Models 5035 and 5146 were available with cases in all colors of gold (yellow, pink and white) and platinum, and model 5056 – only in platinum (this model also has a small diamond recessed into the rib of the case at 6 o’clock). In addition to them, on the basis of model 5035 were created models 5036/1 and 5146/1 (in all gold colors with integrated gold bracelets), as well as – 5037/1 and 5147 (case with diamonds).
To the delight of the beautiful ladies, Patek Philippe has expanded its line of annual calendars with large (35 mm) ones, with mother-of-pearl dials and adorned with different numbers of diamonds for the ladies’ models – 4936 and 4937, which are otherwise practically indistinguishable from men’s. Completed the “family” of the first annual calendars, three limited editions (5250, 5350 and 5450), crafted with silinvar parts as part of the advanced research in-house program. In the last two models, as well as in the ladies’ ones, a different caliber was used – 324.
Eight years after the release of the first annual calendar, Patek Philippe has created a new model based on the 324 caliber – the annual calendar “gondolo” with a numeric designation of all the indicators of the calendar.
In a barrel-shaped convex case was placed a mechanism showing the date (window at 12 o’clock), month (window above 2 o’clock) and day of the week (window above 11 o’clock). The sub-dial of the time of day was aligned with the lunar and placed above 6 o’clock. Almost immediately after that, on the basis of the new “Calatrava” (which, in turn, was inspired by one of the images of the 96th model of the 30s), another annual calendar was created (Ref. 5396).

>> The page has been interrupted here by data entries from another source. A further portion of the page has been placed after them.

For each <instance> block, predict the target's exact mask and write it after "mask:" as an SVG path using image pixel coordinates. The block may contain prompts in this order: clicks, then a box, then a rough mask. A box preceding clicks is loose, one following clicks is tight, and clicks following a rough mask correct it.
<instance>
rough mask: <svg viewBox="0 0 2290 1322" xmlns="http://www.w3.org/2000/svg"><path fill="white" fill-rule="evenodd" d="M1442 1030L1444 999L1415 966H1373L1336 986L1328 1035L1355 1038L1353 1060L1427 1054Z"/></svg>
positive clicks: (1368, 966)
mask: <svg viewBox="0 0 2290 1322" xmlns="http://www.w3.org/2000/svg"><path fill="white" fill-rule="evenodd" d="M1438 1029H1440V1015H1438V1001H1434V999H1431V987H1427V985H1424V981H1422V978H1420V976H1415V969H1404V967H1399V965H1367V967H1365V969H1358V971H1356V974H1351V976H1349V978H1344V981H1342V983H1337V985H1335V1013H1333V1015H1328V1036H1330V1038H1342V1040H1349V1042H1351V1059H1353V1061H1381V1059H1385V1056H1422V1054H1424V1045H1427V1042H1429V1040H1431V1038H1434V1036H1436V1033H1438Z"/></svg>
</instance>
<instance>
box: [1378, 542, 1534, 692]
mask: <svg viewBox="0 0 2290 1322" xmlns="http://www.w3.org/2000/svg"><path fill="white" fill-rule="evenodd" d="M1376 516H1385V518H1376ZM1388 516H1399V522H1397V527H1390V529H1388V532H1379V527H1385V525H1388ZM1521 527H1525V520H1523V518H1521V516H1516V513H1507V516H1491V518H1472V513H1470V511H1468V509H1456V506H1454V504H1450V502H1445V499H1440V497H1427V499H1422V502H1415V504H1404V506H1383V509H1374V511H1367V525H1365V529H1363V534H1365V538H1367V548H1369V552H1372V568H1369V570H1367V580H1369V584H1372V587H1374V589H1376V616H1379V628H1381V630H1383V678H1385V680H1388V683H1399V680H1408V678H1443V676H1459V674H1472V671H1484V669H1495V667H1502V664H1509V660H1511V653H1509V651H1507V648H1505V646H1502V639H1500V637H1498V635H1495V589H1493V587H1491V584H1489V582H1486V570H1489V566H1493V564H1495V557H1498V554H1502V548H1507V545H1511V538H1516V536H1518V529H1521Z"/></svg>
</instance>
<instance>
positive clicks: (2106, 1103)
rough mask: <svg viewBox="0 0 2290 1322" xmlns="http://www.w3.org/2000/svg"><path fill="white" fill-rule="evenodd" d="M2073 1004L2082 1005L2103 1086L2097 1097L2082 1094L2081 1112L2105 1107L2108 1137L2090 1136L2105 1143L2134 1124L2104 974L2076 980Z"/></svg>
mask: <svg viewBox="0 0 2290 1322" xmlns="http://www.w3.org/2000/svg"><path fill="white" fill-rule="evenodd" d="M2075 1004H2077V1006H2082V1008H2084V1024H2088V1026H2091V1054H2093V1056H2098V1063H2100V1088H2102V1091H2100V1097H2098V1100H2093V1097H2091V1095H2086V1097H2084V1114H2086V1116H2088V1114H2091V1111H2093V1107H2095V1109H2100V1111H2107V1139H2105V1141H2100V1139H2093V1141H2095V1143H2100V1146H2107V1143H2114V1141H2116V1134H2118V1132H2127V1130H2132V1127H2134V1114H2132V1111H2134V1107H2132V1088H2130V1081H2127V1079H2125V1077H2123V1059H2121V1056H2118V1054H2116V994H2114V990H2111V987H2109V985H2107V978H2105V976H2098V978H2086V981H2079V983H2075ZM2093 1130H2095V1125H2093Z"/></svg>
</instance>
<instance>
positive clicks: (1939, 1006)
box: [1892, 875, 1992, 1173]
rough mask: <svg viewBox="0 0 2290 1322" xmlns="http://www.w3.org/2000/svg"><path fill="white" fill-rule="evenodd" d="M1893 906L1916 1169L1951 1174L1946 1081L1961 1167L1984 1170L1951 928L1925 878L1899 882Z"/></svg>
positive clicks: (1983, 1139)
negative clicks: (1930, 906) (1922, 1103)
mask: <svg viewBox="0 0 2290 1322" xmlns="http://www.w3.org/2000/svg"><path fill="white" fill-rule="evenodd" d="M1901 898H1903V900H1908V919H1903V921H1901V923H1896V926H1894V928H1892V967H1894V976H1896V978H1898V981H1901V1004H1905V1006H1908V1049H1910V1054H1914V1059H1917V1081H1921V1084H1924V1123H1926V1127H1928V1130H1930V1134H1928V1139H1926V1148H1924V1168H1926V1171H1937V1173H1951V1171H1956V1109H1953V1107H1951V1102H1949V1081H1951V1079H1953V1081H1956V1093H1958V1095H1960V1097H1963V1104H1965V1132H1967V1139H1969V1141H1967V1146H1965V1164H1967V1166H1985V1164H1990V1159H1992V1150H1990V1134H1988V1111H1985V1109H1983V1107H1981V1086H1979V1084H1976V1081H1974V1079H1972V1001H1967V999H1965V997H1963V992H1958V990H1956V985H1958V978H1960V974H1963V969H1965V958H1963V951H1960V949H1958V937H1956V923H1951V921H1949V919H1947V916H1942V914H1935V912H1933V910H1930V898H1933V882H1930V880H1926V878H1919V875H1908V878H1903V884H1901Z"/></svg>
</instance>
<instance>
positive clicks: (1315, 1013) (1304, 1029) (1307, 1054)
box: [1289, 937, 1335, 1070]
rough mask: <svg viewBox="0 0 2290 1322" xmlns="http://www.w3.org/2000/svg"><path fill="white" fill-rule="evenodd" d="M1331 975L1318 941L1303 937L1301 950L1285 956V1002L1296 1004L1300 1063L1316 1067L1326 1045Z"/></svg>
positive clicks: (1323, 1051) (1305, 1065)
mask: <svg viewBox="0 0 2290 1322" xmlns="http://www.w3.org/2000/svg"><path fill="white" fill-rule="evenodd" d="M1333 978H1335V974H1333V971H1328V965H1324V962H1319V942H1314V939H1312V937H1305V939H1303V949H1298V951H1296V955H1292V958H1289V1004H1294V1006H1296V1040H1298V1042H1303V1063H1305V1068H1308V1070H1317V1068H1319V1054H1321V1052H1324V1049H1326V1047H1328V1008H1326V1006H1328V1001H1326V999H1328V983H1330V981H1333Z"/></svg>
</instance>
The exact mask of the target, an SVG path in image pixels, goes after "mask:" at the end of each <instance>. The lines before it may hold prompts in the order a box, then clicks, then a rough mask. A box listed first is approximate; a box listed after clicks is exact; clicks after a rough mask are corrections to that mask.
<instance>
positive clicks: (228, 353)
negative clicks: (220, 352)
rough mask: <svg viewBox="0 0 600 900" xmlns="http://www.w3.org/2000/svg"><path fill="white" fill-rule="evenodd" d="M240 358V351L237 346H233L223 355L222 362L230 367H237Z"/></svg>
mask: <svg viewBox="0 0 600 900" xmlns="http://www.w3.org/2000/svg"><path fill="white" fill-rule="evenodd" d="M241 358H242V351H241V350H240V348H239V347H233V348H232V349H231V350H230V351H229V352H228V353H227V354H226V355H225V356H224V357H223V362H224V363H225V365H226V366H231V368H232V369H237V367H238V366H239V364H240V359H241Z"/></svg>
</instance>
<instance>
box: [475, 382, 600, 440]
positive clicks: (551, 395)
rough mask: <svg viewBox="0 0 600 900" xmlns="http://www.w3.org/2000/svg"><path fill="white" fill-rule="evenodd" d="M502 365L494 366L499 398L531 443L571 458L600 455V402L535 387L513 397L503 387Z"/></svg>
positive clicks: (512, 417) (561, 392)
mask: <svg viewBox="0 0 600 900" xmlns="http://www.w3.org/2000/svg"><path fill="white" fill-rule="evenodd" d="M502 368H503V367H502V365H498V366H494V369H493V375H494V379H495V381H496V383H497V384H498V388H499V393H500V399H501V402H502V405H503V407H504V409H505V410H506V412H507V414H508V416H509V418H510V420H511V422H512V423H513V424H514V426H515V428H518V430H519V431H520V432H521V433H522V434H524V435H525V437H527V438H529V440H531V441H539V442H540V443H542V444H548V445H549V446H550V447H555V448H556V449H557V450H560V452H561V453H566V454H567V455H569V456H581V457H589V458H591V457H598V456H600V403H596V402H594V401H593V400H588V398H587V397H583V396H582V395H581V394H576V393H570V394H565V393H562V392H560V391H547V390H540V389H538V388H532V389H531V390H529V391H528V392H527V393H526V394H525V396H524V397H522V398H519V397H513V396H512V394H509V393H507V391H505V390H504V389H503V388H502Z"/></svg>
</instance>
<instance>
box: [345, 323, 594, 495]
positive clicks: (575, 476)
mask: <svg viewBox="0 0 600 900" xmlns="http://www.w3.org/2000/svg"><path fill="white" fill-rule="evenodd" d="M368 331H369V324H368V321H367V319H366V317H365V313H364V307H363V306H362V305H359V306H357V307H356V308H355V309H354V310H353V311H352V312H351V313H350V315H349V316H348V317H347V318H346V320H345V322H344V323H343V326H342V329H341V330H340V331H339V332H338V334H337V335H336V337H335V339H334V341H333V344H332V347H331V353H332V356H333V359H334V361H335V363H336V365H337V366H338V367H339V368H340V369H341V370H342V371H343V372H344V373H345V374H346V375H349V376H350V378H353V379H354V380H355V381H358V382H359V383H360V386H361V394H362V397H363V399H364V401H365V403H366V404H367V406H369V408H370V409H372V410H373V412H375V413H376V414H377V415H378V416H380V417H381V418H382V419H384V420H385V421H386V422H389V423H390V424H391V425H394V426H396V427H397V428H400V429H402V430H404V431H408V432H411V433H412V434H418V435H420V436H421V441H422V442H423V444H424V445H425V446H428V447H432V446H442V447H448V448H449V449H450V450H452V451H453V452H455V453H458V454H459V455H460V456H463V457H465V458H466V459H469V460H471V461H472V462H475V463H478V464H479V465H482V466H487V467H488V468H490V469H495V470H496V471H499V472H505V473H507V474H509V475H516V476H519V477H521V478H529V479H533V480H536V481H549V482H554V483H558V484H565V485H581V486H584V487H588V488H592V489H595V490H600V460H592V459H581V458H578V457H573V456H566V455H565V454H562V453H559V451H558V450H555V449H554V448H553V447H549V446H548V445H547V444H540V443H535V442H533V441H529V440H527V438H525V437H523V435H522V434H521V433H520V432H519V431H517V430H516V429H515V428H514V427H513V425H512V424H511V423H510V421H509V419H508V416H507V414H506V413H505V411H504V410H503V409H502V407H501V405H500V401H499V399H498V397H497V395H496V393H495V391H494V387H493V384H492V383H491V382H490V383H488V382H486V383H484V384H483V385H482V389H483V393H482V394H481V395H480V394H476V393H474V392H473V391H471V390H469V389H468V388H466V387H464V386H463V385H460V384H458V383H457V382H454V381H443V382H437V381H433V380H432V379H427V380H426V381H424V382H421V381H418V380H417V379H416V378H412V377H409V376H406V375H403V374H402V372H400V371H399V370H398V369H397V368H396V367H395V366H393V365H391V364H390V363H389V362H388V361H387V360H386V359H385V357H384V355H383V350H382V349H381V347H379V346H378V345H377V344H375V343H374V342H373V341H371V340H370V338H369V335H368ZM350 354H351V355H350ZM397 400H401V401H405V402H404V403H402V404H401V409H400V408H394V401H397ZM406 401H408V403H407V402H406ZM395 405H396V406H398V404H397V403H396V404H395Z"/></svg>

And already in 2010, two new models appeared at once – the extremely elegant Calatrava 5205, which is still available only in white gold, and the first annual calendar of the Nautilus line (Ref. 5726) in steel version. All three models have a digital display of the full calendar and a traditional lunar subdial, combined with a 24-hour display. Obviously, the popularity of annual calendars implies a further expansion of their model range.
The demand for mechanical calendars, even in our age of electronics, makes watch companies constantly surprise the world with new developments. Until now, the masters of Patek Philippe have managed to do this with enviable regularity, and they are clearly not going to put an end to this creative process.